C ‘est à Mumbai, ville natale du scénariste multiprimé Ram V, que se déroule l’album Grafity’s Wall. Il met en scène 4 adolescents, 4 amis. Chacun a son rêve et fait tout pour le réaliser.
Suresh Naik alias Grafity « peinturlure tous les murs de Sarovar ( un quartier chic ) avec ses…machins »dixit l’inspecteur Saab qui l’interroge. Jay ou Jayesh, casquette à l’envers rivée sur son crâne et sparadrap sur les joues plaide sa cause, bakchich à l’appui, lui faisant remarquer son incroyable talent.
Son rêve à lui c’est d’être « une vraie star du Hip Hop » alors que sa grand-mère (avec qui il vit) souhaite seulement qu’il ait un travail régulier. Laveur de voitures par exemple. Le salaire misérable que lui propose le directeur méprisant et hautain le fait s’enfuir vers son job dangereux mais qui rapporte. En effet, il est livreur de coke dans les hôtels de luxe pour Mario, un protecteur pas toujours sympathique.
C’est que Graphity et Jay viennent du « chawl d’Melo », un ensemble de logements pauvres comme on en trouve beaucoup à Mumbai. Ils se retrouvent le long du seul mur qui reste après que les bulldozers ont rasé tout un quartier empli de taudis déclarés « impropres à l’habitation ». Graphity en a fait une véritable œuvre d’art. D’où le titre de l’album.
C’est aussi là qu’écrit Chasma, un jeune étudiant qui vient de loin, Manipur au nord de l’Inde. Son allure « chinki » (« chinetoke »), son embonpoint le font moquer. Il a trouvé un job pour payer son loyer : serveur au Dragon Wok. Son rêve à lui c’est être écrivain. Alors il écrit des lettres, d’abord à sa sœur puis à n’importe qui.
Et puis il y a Saira, la jeune chanteuse vivant en foyer, qui rêve de percer et que Mario a prise sous son aile lui faisant miroiter ses appuis. Chasma en tombe immédiatement amoureux.
Mais il faut lire les 4 chapitres et l’épilogue consacrés à ces artistes en herbe. Pour connaître leurs interactions d’abord et savoir s’ils réussiront à rentrer de plain pied dans la ville tentaculaire et y réussir malgré le rejet et l’exclusion.
Mais le scénario de Ram V, comme le dessin prodigieux d’Anand RK, ne se contente pas de cette narration somme toute très classique de ces initiations croisées. En effet, le récit laisse régulièrement place à des séquences sans paroles, centrées sur la ville, son grouillement incessant, sa vitalité et sa dureté aussi.
Le style d’Anand RK est totalement surprenant.

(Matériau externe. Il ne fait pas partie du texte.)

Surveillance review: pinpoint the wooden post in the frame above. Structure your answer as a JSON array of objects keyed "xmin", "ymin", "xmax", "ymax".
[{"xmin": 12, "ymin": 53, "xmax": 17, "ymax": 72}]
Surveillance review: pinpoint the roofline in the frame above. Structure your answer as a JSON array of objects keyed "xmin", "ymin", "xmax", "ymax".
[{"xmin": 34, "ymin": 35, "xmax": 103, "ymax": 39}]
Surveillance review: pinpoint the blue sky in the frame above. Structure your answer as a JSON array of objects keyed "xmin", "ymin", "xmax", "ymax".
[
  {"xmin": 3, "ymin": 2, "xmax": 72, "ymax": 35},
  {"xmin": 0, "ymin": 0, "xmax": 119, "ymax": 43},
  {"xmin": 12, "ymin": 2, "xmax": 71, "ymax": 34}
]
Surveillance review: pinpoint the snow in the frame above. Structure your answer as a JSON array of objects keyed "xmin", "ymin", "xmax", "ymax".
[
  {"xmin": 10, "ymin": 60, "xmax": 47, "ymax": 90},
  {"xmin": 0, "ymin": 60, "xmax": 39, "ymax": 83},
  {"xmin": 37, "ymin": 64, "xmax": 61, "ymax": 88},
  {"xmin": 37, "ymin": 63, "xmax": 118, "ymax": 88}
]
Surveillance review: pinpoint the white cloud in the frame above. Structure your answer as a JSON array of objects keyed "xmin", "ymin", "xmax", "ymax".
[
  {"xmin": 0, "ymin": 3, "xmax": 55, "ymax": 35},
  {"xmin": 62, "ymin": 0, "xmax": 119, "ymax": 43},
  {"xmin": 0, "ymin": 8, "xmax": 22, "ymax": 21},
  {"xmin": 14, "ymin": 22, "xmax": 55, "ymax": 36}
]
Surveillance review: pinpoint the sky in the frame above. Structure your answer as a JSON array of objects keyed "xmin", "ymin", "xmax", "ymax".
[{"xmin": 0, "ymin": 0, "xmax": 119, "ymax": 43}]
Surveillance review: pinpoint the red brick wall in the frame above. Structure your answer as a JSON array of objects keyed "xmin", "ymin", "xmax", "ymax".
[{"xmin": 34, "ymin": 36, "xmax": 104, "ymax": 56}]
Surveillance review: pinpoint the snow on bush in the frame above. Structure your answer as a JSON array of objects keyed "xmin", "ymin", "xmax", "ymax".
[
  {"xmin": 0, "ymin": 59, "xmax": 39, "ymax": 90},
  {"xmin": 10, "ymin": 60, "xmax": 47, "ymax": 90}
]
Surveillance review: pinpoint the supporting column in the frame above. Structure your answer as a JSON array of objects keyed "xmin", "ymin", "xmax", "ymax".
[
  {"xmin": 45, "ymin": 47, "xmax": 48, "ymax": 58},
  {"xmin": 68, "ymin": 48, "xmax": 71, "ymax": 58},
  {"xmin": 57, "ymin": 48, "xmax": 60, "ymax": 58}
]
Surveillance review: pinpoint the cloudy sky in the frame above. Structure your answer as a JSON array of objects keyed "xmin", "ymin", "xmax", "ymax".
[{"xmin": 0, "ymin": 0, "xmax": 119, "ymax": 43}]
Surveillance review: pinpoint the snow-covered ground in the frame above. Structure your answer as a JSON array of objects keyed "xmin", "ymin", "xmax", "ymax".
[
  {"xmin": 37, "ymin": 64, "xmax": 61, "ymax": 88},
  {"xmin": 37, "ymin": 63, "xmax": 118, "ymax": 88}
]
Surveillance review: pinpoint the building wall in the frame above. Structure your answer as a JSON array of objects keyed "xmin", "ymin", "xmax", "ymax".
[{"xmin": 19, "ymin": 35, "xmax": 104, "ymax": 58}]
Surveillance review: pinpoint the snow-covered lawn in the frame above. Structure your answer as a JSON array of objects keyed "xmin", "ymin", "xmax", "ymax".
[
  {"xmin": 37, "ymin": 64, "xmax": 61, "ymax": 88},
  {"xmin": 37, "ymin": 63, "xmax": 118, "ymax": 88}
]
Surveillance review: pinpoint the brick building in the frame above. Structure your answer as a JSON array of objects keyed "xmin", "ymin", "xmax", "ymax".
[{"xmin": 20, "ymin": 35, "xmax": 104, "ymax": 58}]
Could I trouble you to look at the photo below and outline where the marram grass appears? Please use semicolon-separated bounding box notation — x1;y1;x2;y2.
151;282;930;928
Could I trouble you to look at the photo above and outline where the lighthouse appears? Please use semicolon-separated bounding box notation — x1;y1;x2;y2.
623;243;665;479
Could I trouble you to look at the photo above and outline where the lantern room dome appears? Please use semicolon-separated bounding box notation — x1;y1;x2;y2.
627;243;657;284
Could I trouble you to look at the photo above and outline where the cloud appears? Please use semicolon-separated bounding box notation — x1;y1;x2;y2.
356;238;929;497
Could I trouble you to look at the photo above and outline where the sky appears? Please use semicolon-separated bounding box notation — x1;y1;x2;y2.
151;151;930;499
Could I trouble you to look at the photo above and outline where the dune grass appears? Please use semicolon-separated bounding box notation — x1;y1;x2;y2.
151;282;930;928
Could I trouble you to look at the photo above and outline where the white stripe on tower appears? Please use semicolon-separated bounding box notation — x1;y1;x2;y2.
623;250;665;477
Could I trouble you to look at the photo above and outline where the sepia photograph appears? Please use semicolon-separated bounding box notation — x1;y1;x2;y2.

Il a l’allure un peu trash propre aux indépendants bien loin du graphisme soigné de la bande dessinée classique. Saturation des couleurs, flirtant avec le Pop Art parfois, avec le psychédélisme aussi. Le dessin épouse les différentes atmosphères de la ville avec précision. Il n’y a qu’à voir la pertinence des crayonnés.
L’image de l’« American Chop Suey »que donne le cuistot du Dragon Wok à Chasma pour lui faire comprendre Mumbai peut s’appliquer aussi à l’album : « impossible de comprendre comment ça fonctionne ou qui sont tous ces gens et d’où ils viennent. Mais au goût ? Un délice. »
Camille DOUZELET et Pierrick SAUZON
Grafity’s Wall, scénario de Ram V, dessin d’ Anand RK, coll. Urban Indies, éd. Urban Comics.